Five years ago I had a bad case of butterflies. The day I had been waiting for had finally arrived. I would find out if I would have a son or a daughter. This day still goes down as one of the best days of my life. The following is an excerpt from my book, Bringing Home the Missing Linck: A Journey of Faith to Family. It’s a beautiful picture of two mothers sharing an incredible moment. A moment that I’m thankful I will be able to share with Jackson some day.
“You know I’m probably going to cry when we find out the sex of the baby,” I said.
“I kind of figured you would,” Allison said as we drove to her appointment.
We arrived at the doctor’s office a few minutes early and found a seat. I was a bundle of nerves. I had promised John and our families that I would call the moment we received the news. There was no way I could keep the secret long enough to plan a gender-reveal party!

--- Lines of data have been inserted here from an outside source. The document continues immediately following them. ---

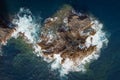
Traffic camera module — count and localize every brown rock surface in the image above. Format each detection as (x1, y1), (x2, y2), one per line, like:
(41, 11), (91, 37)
(38, 6), (96, 62)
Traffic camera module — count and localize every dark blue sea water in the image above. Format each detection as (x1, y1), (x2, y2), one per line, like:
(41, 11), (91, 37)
(0, 0), (120, 80)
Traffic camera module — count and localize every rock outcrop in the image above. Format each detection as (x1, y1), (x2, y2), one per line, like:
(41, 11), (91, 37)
(38, 5), (96, 63)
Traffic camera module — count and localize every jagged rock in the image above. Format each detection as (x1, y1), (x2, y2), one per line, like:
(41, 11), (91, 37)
(38, 5), (96, 63)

My phone buzzed. I looked down to see a text message from John. “I have butterflies,” he wrote. “I’m ready to know.” I smiled. I had butterflies too. I couldn’t help but wonder if I’d be shopping for pink or blue.
Friends constantly asked if I wanted a boy or a girl. I had no preference. I knew I would be excited no matter the gender. I had waited such a long time for this moment.
“The baby just kicked,” Allison said. “Do you want to feel?”
I nodded. She took my hand and placed it on her belly. “The baby doesn’t move much during the day,” she said. “But it’s a wiggle worm at night. Sometimes it keeps me awake.”
I sat with my hand on her round belly and watched it move with each kick.
“Did I tell you the baby likes music?” she asked. “I put headphones on my stomach and crank up K-LOVE, and it squirms like crazy.”
I laughed at the thought of Allison with headphones on her belly. I liked knowing she let the baby listen to Christian music and that it responded.
About that time, the nurse called us back. I shot a quick text to John. “Heading back now.”
Allison got situated on the exam table, and I took her hand in mine. The nurse squirted a big glob of warm jelly on her belly and began to maneuver the wand. Within seconds, we were staring at the baby’s features on the huge flat-screen TV in front of us. I wiped away tears as the nurse pointed out ten tiny fingers and ten tiny toes.
“You’re already crying,” Allison said with a laugh. “She hasn’t even told us if it’s a boy or a girl.”
Then I heard the words I had been waiting to hear since July.
“It’s a boy,” the nurse said. “And he’s definitely not shy!”
I squealed with delight and squeezed Allison’s hand a little too tight. I was going to have a son. “He’s perfect! I have to call John.” Without letting go of Allison’s hand I pushed John’s number on speed dial. He picked up on the first ring. “It’s a boy!”
John was ecstatic. “I have a son!”
The nurse continued moving the wand across Allison’s belly. He was stubborn. He didn’t mind showing us he was a boy, but he didn’t want us to see his face. A bit of peach fuzz covered his head, and he weighed a whopping two pounds, two ounces. The doctor said he was healthy and on track for a December 9 due date.
I looked down at Allison’s hand in mine and wondered what was going through her mind. It was the first time she had seen the baby although she had carried him for six months. Did seeing his tiny features make her question her decision to place him for adoption? Was there any part of her that wanted to try and raise him on her own?
“Can we get two sets of sonogram photos?” I asked the nurse.
“She’s adopting the baby,” Allison said. “But I’d like to have a few photos, too, if it’s okay.”
The nurse handed photos to each of us—a picture of his profile, his tiny hand, and one that revealed he was definitely a boy.
As we got into the elevator to head back to the mission, I wanted to make sure Allison was okay. “How are you feeling after seeing the baby?”
“I’m fine,” she said.
“It would be completely normal if you felt more attached to the baby now that you’ve seen his face. Now that you know it’s a boy. I’d even understand if you were having second thoughts about the adoption.”
“I’m not,” she said. “I’ve made my decision. This baby is yours and John’s.”
“Okay,” I whispered. “Do you like the name Jackson?”